Amazon starts and switches resolution to 1080p
Playing uhd content tv reports he, not 4k...


----------



## BigJimOutlaw (Mar 21, 2004)

4K Amazon is not active yet on Bolt.


----------



## Dan203 (Apr 17, 2000)

Only Netflix and YouTube are currently 4K.


----------



## abovethesink (Aug 26, 2013)

This is just me speculating, but I am not holding my breath for Amazon 4k either. They really seem into protecting their Fire TV brand with recent moves and holding their in house 4k exclusive to their own box (as far as streaming boxes go anyway) seems in line with doing things like coming up with excuses to remove competing boxes off Amazon.com.


----------



## Flyn (Feb 17, 2008)

Roku 4 just came out with Amazon 4k streaming (and is available via Amazon). They don't want to sell Apple TV and Chromecast, because then people give their money to Apple and Google if they want to rent a movie. Amazon wants to sell Fire TVs because it sells Prime subscriptions, which makes customers buy more stuff. Hopefully, Roku getting 4k Amazon video is a sign that TiVo can get it without too much delay, as no other external device had it prior to the new Fire TV.


----------



## BigJimOutlaw (Mar 21, 2004)

It's just a matter of time. Margret said it's coming, but she didn't share a timetable.


----------



## ilovedvrs (Oct 21, 2004)

does this work yet?


----------



## zubinh (Jun 7, 2004)

Dan203 said:


> Only Netflix and YouTube are currently 4K.


Simply amazing that after a year and a half, Amazon 4K is still not available. I understand it's pretty much up to amazon as to when this happens, but it is Tivo that has my money and at the very least they can communicate to their customers when this will happen, if ever. They haven't even so much as acknowledged this shortcoming on the Bolt.


----------



## mikeyts (Jul 10, 2004)

zubinh said:


> ...but it is Tivo that has my money...


As a Prime member, Amazon has some of my money as well. They deliver 4K video on the apps in my TV and my Roku Premiere+. They should do it on TiVo Bolt but it is up to them and TiVo may be completely ignorant of their plans. They recently updated the app without adding 4K ability (they did the same thing on Xbox One S).

If I were TiVo I'd be bugging Amazon and VUDU to add 4K on Bolt; its been 16 months since launch and still the only services with 4K video are Netflix and YouTube. Roku, on the other hand, have those two plus Amazon, VUDU, UltraFlix, FandangoNOW, Smithsonian Earth, ToonGoogles, CuriosityStream and TasteMade.

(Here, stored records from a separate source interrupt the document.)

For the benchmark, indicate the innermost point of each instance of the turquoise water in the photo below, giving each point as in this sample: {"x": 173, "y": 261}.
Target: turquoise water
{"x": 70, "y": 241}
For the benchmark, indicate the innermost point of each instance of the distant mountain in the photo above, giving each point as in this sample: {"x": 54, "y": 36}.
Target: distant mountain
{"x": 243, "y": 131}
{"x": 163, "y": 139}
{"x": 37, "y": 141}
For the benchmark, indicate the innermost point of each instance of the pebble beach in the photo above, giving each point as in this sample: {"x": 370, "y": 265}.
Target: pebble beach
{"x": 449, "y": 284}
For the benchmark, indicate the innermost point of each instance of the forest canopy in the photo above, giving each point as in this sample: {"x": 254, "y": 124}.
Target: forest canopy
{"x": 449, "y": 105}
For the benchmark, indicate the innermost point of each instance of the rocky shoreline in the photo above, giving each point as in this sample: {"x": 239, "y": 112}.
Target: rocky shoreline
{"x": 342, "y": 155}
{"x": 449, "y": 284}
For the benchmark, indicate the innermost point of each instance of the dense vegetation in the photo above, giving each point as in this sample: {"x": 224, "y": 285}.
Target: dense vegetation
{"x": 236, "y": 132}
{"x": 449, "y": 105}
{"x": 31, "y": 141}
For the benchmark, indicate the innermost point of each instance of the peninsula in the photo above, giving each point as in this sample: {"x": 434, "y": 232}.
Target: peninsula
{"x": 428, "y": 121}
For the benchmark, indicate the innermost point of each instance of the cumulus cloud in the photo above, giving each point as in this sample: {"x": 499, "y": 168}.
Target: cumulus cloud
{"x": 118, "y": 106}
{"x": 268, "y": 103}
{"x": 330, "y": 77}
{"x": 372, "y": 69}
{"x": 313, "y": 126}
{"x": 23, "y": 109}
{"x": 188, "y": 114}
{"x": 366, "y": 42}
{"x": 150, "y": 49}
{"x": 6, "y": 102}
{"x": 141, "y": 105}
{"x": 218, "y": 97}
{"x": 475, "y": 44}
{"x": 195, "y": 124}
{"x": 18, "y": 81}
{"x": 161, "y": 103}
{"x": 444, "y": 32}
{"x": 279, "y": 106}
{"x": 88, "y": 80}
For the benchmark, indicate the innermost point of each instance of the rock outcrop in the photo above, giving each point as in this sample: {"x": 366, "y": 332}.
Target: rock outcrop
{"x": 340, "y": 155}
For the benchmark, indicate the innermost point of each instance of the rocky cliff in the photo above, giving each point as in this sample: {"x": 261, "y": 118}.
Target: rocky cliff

EDIT: Apparently there is some 4K video on Bolt from ToonGoogles.


----------



## compnurd (Oct 6, 2011)

mikeyts said:


> As a Prime member, Amazon has some of my money as well. They deliver 4K video on the apps in my TV and my Roku Premiere+. They should do it on TiVo Bolt but it is up to them and TiVo may be completely ignorant of their plans. They recently updated the app without adding 4K ability (they did the same thing on Xbox One S).
> 
> If I were TiVo I'd be bugging Amazon and VUDU to add 4K on Bolt; its been 16 months since launch and still the only services with 4K video are Netflix and YouTube. Roku, on the other hand, have those two plus Amazon, VUDU, UltraFlix, FandangoNOW, Smithsonian Earth, ToonGoogles, CuriosityStream and TasteMade.
> 
> EDIT: Apparently there is some 4K video on Bolt from ToonGoogles.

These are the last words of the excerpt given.